A Páscoa das vibrações ansiosas e sedutoras
A religião toma seu assento, trazendo lembranças e reverenciando suas crenças. É uma época festiva, para alguns, e de meditação, para outros. Vida e morte se colocam, a vontade divina ganha destaque e a salvação dos pecados redefine escolhas. As cerimônias são acompanhadas por reações diversas. Há quem curta o momento de um bom vinho, uma mesa farta ou chocolates de sabores indiscutíveis. Quem cultiva sua fé lança olhares diferentes e aprofunda seus compromissos. É o mundo contemporâneo, moradia da diversidade, território de dualismos e de inquietudes flutuantes.
Recordo-me da infância. Era proibida qualquer brincadeira na sexta-feira. O silêncio era preservado e as comidas possuíam cardápios especiais. Não havia esse deslumbramento com o comércio e a promoção de shows artísticos. Há, agora, uma mistura que incomoda os mais discretos. Não se pode, contudo, negar que maioria aposta no divertimento, na folga dos afazeres e passeios pelo shopping center. Dispensam sacrifícios e culpas. Deliciam-se com a oportunidade de expressar alegrias incomuns, fora da dureza do trabalho. Portanto, nada de uniformidades. Viaja-se, celebra-se, promove-se mais um feriado, de grande popularidade.
Por coincidência dos calendários, o futebol também se assanha. As disputas regionais entram na fase final. Os clubes fantasiam seus cenários de lucros ou de decepções amargas. As torcidas gostam de atiçar as rivalidades. O Náutico luta para que o Sport não chegue ao hexa, mas o Santa Cruz procura renovar suas esperanças. O Flamengo alimenta a mídia com as aventuras de Ronaldinho e Grêmio com as declarações polêmicas de Renato. O São Paulo e o Corinthians parecem não se entenderem em nada. Os mineiros comemoram os feitos do Cruzeiro na Libertadores. Enfim, no domingo começa a corrida para decidir o título de campeão. As multidões estarão nas ruas, com bandeiras e gritos, mesmo em plena Semana Santa.
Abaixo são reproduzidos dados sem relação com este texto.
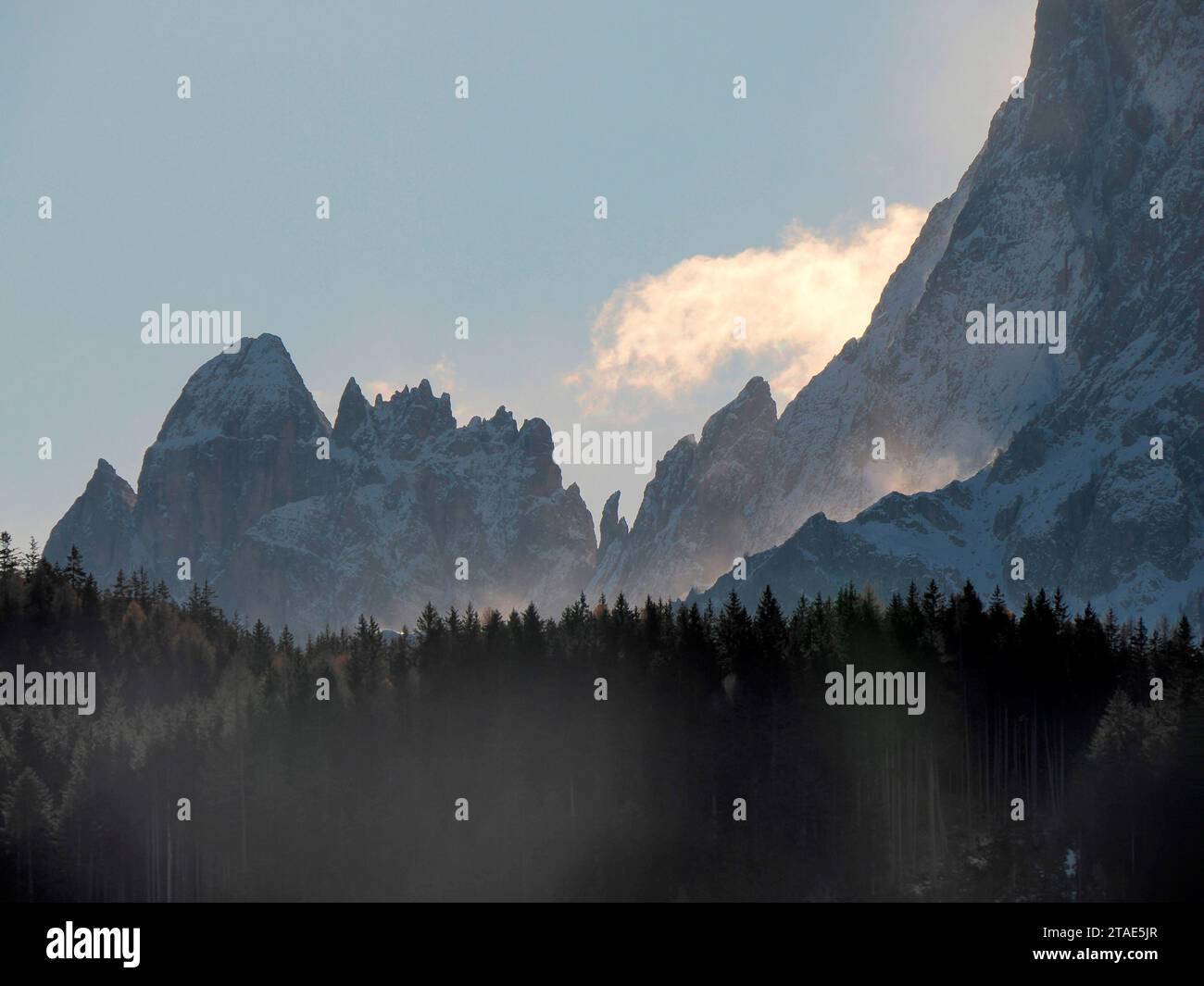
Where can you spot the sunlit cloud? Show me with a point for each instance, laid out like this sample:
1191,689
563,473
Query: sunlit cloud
789,308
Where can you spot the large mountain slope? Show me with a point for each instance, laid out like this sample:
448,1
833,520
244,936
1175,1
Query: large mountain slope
1054,215
1111,119
235,483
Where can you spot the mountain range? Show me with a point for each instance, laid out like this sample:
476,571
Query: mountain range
913,456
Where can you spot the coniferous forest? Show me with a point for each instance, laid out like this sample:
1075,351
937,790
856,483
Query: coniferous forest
570,796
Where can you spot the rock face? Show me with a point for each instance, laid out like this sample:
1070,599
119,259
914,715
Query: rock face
1054,215
694,508
236,484
103,519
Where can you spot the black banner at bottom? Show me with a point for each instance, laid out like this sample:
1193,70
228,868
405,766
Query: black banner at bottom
1148,941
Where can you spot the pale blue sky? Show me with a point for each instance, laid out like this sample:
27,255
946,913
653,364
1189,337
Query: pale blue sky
440,208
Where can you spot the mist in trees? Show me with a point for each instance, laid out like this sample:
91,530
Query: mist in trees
617,752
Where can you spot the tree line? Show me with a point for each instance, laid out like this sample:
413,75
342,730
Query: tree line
602,754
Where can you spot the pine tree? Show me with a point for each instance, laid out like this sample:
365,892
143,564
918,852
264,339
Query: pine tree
7,556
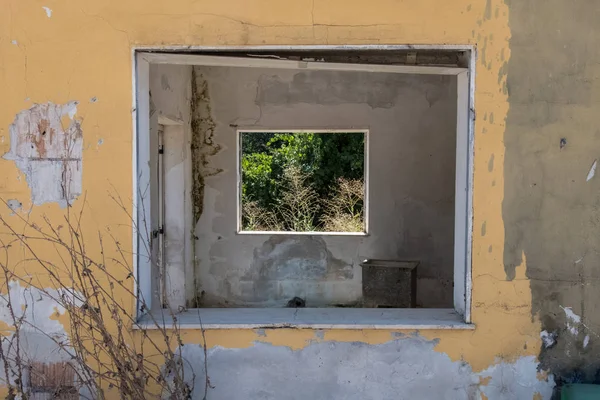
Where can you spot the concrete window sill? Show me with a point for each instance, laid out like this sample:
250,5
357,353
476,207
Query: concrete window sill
310,318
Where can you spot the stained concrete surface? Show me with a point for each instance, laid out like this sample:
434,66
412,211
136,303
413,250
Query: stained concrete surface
405,368
551,210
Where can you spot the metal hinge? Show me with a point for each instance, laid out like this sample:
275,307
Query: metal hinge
159,231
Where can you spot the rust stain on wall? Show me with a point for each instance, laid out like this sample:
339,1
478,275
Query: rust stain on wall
46,144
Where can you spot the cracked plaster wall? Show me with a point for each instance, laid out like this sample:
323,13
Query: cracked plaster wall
46,144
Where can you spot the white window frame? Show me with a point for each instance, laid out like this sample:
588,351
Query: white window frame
365,230
145,196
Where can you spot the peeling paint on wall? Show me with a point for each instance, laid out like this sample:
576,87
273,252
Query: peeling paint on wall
406,368
46,144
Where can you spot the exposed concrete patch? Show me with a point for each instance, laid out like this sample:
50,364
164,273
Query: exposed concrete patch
406,368
40,328
592,171
331,88
14,205
202,145
47,152
299,257
573,320
518,380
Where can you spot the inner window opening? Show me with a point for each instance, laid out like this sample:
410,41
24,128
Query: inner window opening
302,181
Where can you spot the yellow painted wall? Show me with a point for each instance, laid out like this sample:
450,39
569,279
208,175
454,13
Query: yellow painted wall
83,51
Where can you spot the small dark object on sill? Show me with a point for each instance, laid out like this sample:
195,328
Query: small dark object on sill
296,302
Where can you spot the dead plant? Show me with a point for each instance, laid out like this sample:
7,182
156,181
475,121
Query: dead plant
94,295
344,211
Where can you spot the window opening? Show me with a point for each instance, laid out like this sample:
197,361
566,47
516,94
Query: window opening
302,181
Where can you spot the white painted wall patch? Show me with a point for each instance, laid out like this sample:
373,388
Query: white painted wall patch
48,151
573,320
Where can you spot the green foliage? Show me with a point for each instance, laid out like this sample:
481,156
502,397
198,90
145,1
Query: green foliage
288,177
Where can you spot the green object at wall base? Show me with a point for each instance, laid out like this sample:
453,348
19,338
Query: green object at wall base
580,392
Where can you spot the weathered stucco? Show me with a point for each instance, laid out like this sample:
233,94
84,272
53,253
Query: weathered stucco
534,211
46,145
551,196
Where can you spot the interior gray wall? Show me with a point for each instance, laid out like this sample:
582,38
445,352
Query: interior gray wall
412,123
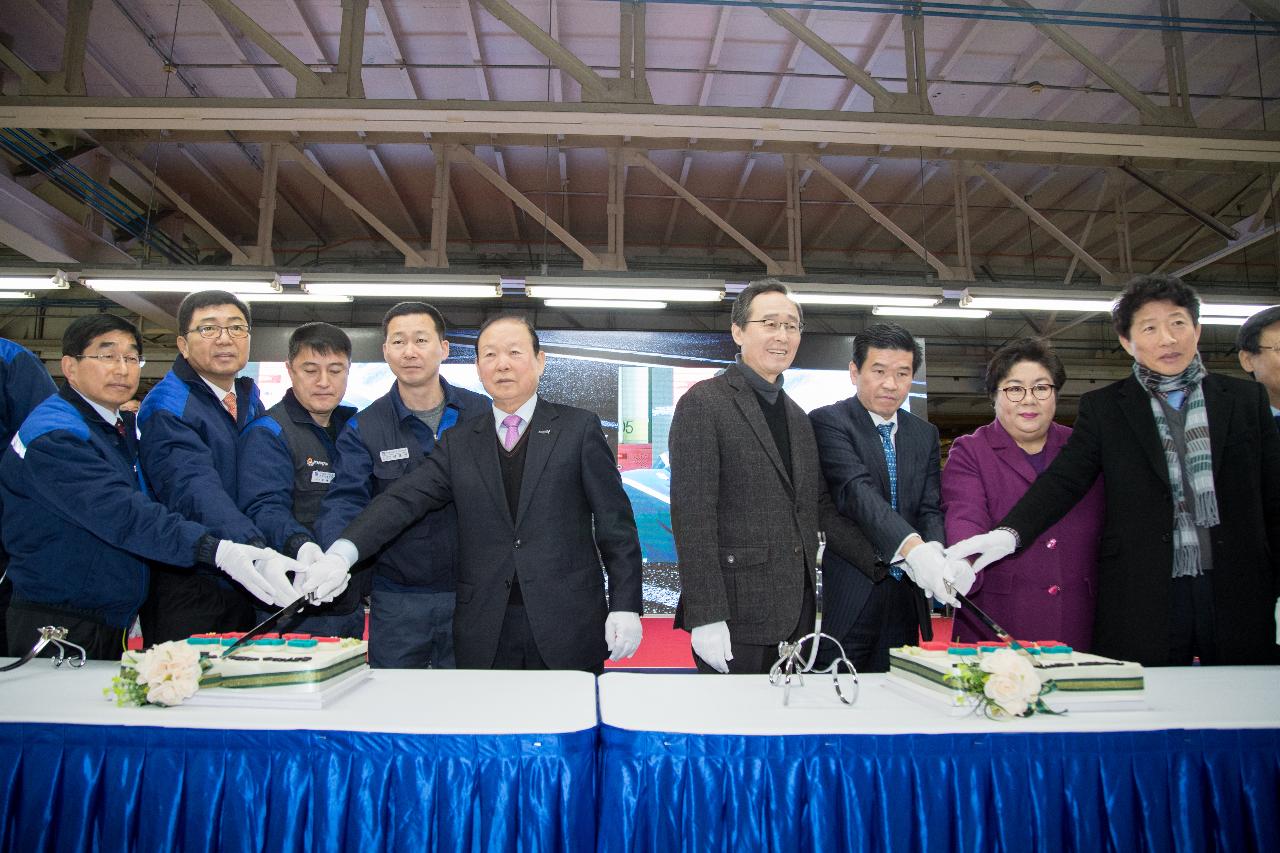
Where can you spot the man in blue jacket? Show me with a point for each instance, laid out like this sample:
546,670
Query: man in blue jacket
23,384
190,424
78,521
415,575
288,460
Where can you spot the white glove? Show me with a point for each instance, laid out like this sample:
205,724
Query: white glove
622,634
256,570
328,576
992,546
711,643
309,553
928,566
960,574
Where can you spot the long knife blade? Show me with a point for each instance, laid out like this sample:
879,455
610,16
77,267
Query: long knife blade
990,623
268,624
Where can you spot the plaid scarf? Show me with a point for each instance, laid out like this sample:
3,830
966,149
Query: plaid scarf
1198,464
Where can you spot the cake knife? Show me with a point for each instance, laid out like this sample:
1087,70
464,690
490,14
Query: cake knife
268,624
991,623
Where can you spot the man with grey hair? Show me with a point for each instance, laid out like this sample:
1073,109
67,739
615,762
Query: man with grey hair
1258,342
748,497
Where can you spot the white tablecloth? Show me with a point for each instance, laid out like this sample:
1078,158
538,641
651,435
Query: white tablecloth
392,701
1237,697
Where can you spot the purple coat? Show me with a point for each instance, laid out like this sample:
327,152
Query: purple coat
1046,591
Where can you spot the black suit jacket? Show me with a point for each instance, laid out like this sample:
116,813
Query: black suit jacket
572,514
1115,436
853,461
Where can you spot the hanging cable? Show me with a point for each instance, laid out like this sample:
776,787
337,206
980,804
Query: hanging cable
169,67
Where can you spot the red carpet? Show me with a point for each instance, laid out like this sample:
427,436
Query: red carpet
663,648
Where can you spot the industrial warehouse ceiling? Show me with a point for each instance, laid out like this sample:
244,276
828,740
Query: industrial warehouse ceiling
1002,144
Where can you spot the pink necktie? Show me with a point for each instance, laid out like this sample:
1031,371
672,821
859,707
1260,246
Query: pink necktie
512,436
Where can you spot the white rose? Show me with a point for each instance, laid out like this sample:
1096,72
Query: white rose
173,690
1014,683
1006,693
172,671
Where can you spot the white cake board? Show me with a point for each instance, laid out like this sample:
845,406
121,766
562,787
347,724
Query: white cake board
301,697
1057,699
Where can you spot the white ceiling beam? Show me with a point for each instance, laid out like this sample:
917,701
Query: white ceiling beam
641,122
411,255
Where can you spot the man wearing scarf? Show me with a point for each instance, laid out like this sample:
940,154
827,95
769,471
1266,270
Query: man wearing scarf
1189,560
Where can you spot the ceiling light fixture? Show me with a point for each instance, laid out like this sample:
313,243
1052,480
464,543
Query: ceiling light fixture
55,282
293,297
178,286
604,304
464,287
936,313
649,290
864,299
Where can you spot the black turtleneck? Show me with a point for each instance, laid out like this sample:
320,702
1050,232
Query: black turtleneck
773,406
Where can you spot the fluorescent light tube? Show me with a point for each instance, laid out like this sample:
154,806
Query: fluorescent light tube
625,292
1232,309
178,284
292,297
851,299
407,290
32,283
604,304
944,314
1037,304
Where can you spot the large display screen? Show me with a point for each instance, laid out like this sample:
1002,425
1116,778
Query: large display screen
632,381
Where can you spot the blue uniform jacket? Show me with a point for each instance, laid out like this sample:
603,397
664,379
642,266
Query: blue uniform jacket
268,475
78,523
380,445
23,384
188,450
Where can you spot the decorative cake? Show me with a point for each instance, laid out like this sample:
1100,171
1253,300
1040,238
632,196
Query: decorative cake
1080,680
293,660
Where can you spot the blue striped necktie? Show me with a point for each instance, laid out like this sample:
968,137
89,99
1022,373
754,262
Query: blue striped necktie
886,432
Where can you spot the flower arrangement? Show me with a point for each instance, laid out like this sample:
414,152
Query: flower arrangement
167,674
1002,684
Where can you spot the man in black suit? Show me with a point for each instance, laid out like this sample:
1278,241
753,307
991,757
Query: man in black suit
1258,343
540,505
882,465
1189,564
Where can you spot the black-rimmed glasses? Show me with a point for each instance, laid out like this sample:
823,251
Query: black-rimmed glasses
1016,393
211,331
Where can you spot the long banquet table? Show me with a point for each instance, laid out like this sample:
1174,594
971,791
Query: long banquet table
408,761
717,763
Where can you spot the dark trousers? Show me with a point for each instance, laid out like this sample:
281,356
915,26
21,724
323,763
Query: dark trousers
184,602
1191,621
516,646
5,594
890,617
752,658
411,630
23,621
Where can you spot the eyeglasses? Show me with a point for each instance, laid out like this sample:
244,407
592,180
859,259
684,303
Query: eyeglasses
773,325
237,331
112,360
1016,393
A velocidade é, sempre, afirmada como gestora das transformações nas práticas sociais. Ela não surge do nada. O mercado exige o consumo dos produtos. As indústrias se preparam e os magazines estocam suas surpresas. São meses de planejamentos. A Páscoa se articula com o próximo dia das mães. Amplia-se a oferta de emprego e a televisão intermedia a agitação dos desejos. O turismo desfruta de boas faturas. Leiloam-se as vagas nos hotéis e pousadas. No mundo contemporâneo, as vitrines prosseguem soberanas. Estão nos becos estreitos, nas barracas ou nas redes de eletrodomésticos mais insinuantes. Não é o exagero que preocupa as pessoas, mas a impossibilidade de não se mergulhar na sedução.
Quem seria capaz de fixar os limites e abandonar os discursos de exaltação?Cada cultura com as suas memórias , seus encantos, suas tradições. Entre as permanências e as metamorfoses, ela arquiteta os cotidianos. Eles se tocam, muitas vezes, porém podem trazer conflitos. Ela se vale das relações sociais e do poder hegemônico dos seus senhores, para fortalecer promessas. Há guerras e jogos que movem corações apaixonados. Há tensões e festivais de rock, entusiasmos com a música sertaneja e concentração para ouvir os acordes das sinfônicas. A cultura é o caminho da história. Nela, cabem o sagrado e o profano. As máquinas ajudam no desfile das vaidades.